Should I create a loop, or I'm going to need to create a script?
Any help would be appreciated. (Sorry for my english)
Upvotes: 1
Views: 1619
Reputation: 383
You can do it with a loop. But, do not fret, it's not hard to make that with Pentaho.
First of all, you will use a JOB to create your loop:
START --> Transform_that_holds_parameters --> Transform_to_run_in_a_loop
As you can guess, your transformation that runs equally on each DB is the last one on this flow. But we need to set two Advanced flags on that Job Entry:
Then we need to build our Transform_that_holds_parameters with the following structure:
Some_sort_of_input --> copy_rows_to_result
Here you will have to grab all connections parameters from somewhere, be it a Excel file or a table in another database. But once you grad this data, be sure to have 1 row for each database you want to run your transformation in. Ok?

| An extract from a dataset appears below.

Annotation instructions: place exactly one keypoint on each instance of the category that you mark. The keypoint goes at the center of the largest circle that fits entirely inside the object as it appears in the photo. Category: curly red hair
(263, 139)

Connect that to the 'Copy rows to result' step, this step sends the data back to our JOB and if you remember, our next transformation is set to 'Execute for every input row' and 'Copy previous result to parameters'.
Now, remember well what are the column names going to the last step of that transformation, you will need them on the next step.
Get back to our JOB and go to properties of the Transform_to_run_in_a_loop, open parameters and fill in the column 'parameter' and 'stream column name' with the columns we just copied to the Result.
Inside your transformation, you will need to set the same parameters with exactly the same names. And use these parameters on your connection settings.
Done, now you will have the first transformation setting all parameters and the second one running for each database config you have.
Upvotes: 2